A celebrated Polish pianist, Waldemar Malicki, opened the Wonca Europe conference. A masterful performance by a maestro. His improvisations were funny, fascinating, and faithful to the theme of the conference; science and art. He drew different emotions from the same melody- from humorous to heartbreaking, uplifting to depressing, and showed how music tells a story far beyond the notes on a score. Playing variations on well known pieces in the styles of various composers he toyed with our musical preconceptions. He reflected on the huge interest in the piano in China, acknowledging the dedication, commitment, and sheer numbers of pianists. Deadpan, he suggested that there could be 8 million Chinese entrants to the next Chopin competition in Warsaw-and, all so accomplished, all would be invited.
Greg Irving (UK) played almost the same tune. In the first academic presentation on the first morning, he described a systematic review undertaken in collaboration with colleagues in Peking University, on the protective efficacy and safety of the Hepatitis A vaccine. They found 17 trials, four from the west and 13 from China. The Chinese studies were enormous and limited only by methodological rigour. His was the same message – the incredible potential for Chinese research powered by the sheer scale of their population. With method issues ironed out, they will produce high quality research on an industrial scale. Just like the Chopin competition, editors can expect a flood of submissions.

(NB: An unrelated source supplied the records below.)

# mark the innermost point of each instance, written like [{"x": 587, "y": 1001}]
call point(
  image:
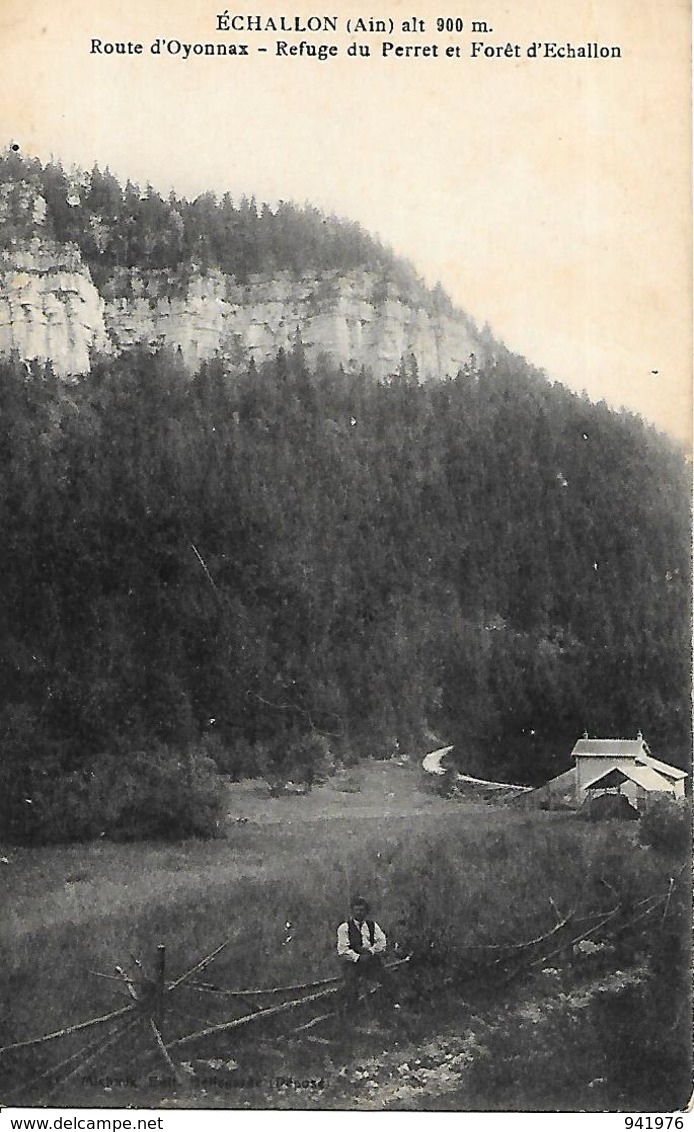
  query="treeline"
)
[
  {"x": 277, "y": 567},
  {"x": 118, "y": 226}
]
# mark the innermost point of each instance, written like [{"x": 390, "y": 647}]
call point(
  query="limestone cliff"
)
[{"x": 51, "y": 310}]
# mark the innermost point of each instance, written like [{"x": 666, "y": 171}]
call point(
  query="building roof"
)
[
  {"x": 673, "y": 772},
  {"x": 642, "y": 775},
  {"x": 635, "y": 747},
  {"x": 626, "y": 748}
]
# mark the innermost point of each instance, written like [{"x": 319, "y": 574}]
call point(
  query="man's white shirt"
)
[{"x": 343, "y": 941}]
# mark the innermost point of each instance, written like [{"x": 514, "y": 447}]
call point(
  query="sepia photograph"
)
[{"x": 345, "y": 562}]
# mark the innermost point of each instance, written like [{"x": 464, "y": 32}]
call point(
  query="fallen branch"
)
[
  {"x": 198, "y": 967},
  {"x": 119, "y": 1032},
  {"x": 236, "y": 1023},
  {"x": 68, "y": 1030},
  {"x": 207, "y": 988},
  {"x": 527, "y": 943}
]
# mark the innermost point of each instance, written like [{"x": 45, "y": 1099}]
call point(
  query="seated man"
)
[{"x": 360, "y": 948}]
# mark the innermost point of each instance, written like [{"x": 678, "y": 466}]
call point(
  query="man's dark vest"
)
[{"x": 354, "y": 933}]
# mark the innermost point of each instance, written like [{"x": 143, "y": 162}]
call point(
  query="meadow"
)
[{"x": 445, "y": 878}]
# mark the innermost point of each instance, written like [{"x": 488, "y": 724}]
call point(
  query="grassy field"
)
[{"x": 444, "y": 875}]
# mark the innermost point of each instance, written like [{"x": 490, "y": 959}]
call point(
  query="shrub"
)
[
  {"x": 667, "y": 825},
  {"x": 159, "y": 794}
]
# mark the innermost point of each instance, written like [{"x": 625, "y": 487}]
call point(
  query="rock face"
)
[{"x": 51, "y": 310}]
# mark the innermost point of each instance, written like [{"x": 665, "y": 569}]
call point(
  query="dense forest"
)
[
  {"x": 123, "y": 228},
  {"x": 270, "y": 571},
  {"x": 279, "y": 567}
]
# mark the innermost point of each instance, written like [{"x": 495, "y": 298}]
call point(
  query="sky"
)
[{"x": 550, "y": 196}]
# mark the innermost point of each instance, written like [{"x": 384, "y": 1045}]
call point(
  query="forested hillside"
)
[
  {"x": 276, "y": 566},
  {"x": 117, "y": 226}
]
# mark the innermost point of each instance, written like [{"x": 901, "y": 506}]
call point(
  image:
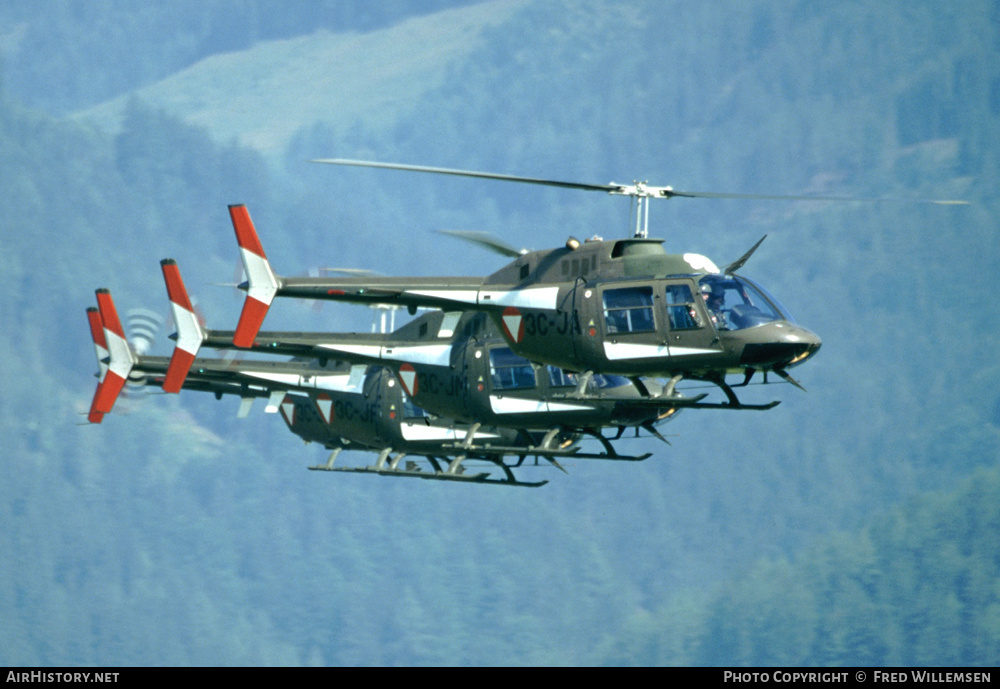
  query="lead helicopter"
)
[{"x": 623, "y": 307}]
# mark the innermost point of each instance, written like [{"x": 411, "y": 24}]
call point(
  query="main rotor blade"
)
[
  {"x": 471, "y": 173},
  {"x": 640, "y": 189},
  {"x": 738, "y": 263},
  {"x": 486, "y": 240},
  {"x": 670, "y": 193}
]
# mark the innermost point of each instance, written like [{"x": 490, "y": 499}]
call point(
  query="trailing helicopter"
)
[
  {"x": 623, "y": 307},
  {"x": 340, "y": 407},
  {"x": 362, "y": 406}
]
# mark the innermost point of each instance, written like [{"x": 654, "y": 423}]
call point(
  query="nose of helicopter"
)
[{"x": 778, "y": 345}]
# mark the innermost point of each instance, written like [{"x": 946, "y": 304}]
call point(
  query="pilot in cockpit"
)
[{"x": 715, "y": 300}]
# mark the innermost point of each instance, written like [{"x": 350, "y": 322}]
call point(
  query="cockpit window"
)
[
  {"x": 680, "y": 308},
  {"x": 558, "y": 378},
  {"x": 629, "y": 310},
  {"x": 736, "y": 303},
  {"x": 410, "y": 410},
  {"x": 510, "y": 371}
]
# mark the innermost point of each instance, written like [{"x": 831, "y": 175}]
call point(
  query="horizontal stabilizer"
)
[
  {"x": 262, "y": 283},
  {"x": 101, "y": 350},
  {"x": 120, "y": 359}
]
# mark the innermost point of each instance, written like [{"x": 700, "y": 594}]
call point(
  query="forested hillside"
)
[{"x": 853, "y": 524}]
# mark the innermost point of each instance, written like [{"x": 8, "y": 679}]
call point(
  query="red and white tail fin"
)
[
  {"x": 101, "y": 350},
  {"x": 190, "y": 334},
  {"x": 262, "y": 283},
  {"x": 121, "y": 359}
]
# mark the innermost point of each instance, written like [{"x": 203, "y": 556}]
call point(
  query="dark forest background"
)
[{"x": 854, "y": 524}]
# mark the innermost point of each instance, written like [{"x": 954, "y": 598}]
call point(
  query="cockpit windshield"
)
[{"x": 736, "y": 303}]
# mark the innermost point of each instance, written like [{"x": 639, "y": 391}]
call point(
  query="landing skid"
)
[
  {"x": 455, "y": 471},
  {"x": 483, "y": 477},
  {"x": 550, "y": 453}
]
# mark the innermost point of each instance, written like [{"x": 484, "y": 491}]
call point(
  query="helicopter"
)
[
  {"x": 340, "y": 407},
  {"x": 453, "y": 365},
  {"x": 622, "y": 307},
  {"x": 362, "y": 406}
]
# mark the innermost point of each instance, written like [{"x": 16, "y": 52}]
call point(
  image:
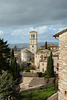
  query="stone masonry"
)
[{"x": 62, "y": 94}]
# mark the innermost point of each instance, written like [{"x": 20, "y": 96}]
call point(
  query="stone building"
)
[
  {"x": 33, "y": 41},
  {"x": 26, "y": 55},
  {"x": 62, "y": 95},
  {"x": 41, "y": 60}
]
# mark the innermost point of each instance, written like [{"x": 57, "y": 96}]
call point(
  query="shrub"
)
[{"x": 39, "y": 74}]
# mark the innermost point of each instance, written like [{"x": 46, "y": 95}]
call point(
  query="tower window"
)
[
  {"x": 33, "y": 46},
  {"x": 33, "y": 36}
]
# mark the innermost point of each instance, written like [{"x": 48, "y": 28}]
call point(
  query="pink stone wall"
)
[{"x": 62, "y": 67}]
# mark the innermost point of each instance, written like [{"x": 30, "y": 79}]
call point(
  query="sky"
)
[{"x": 19, "y": 17}]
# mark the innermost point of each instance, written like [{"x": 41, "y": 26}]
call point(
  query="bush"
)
[
  {"x": 39, "y": 74},
  {"x": 28, "y": 69}
]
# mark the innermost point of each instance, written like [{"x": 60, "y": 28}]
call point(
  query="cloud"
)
[
  {"x": 1, "y": 33},
  {"x": 17, "y": 13},
  {"x": 19, "y": 17}
]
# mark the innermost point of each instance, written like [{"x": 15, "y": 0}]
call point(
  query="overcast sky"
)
[{"x": 19, "y": 17}]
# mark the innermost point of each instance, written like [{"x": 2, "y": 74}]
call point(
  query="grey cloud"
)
[{"x": 15, "y": 13}]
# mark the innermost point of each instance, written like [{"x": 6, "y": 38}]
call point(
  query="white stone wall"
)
[
  {"x": 63, "y": 67},
  {"x": 33, "y": 42}
]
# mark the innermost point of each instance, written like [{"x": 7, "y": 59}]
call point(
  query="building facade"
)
[
  {"x": 26, "y": 55},
  {"x": 62, "y": 94},
  {"x": 33, "y": 41}
]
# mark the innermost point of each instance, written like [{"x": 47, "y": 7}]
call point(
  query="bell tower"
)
[{"x": 33, "y": 41}]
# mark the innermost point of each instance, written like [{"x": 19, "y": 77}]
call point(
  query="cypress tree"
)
[
  {"x": 8, "y": 86},
  {"x": 50, "y": 67},
  {"x": 4, "y": 55},
  {"x": 12, "y": 54},
  {"x": 45, "y": 45}
]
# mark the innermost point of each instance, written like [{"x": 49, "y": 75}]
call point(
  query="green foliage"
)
[
  {"x": 4, "y": 55},
  {"x": 12, "y": 53},
  {"x": 40, "y": 74},
  {"x": 8, "y": 86},
  {"x": 25, "y": 65},
  {"x": 50, "y": 67},
  {"x": 41, "y": 94},
  {"x": 45, "y": 45},
  {"x": 28, "y": 69}
]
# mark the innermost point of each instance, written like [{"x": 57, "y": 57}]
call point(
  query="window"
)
[{"x": 65, "y": 92}]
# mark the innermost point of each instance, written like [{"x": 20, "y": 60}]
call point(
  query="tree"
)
[
  {"x": 50, "y": 67},
  {"x": 12, "y": 54},
  {"x": 4, "y": 55},
  {"x": 45, "y": 45},
  {"x": 8, "y": 86}
]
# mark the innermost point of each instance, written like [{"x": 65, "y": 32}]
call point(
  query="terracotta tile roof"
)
[{"x": 59, "y": 33}]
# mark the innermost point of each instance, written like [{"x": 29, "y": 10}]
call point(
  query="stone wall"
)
[
  {"x": 53, "y": 97},
  {"x": 63, "y": 67}
]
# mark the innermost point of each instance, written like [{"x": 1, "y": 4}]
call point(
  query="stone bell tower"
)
[{"x": 33, "y": 41}]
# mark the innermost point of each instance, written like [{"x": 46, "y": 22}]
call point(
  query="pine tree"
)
[
  {"x": 4, "y": 55},
  {"x": 45, "y": 45}
]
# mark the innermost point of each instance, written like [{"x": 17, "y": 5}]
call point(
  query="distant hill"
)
[{"x": 24, "y": 45}]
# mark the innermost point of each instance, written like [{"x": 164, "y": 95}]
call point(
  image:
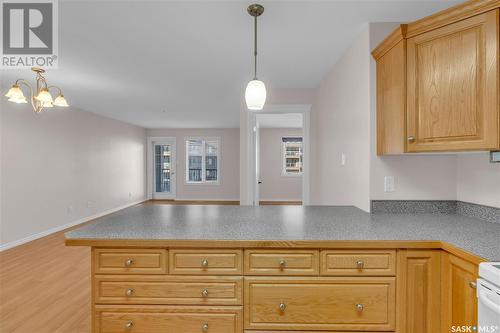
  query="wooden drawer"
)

Kathryn Hoffmann (Austria) identified another challenge for editors. Her paper described a systematic search of the grey literature on antibiotic resistance in primary care in Austria and identified work predominantly in German. As an editor looking at such work – how should one search the grey literature, what languages should you use, and what search engine is appropriate? Indeed, should editors demand that systematic reviews always include the grey literature? And furthermore is it valid to restrict a search only to English? Reflecting on Greg Irving’s work, we should always include Chinese literature. Later in the day, Ana Dantas (Portugal) included not just work in English but also the Portuguese and Spanish literature, the first languages of many of the delegates, in her systematic review. And, I was impressed by the French primary care journal Exercer edited by Denis Pourchain with Jean-Pierre Lebeau (France) opening up a whole new range of relevant research. Chapeau! English may be the established language of scientific communication but, by looking only to research in English we miss a lot.
Late for the dinner, I found myself placed with some new friends from Portugal, Slovenia, Norway and a Peruvian based in Barcelona. The conversation was in English. How I admired their ability to communicate in their second language… and felt so inadequate.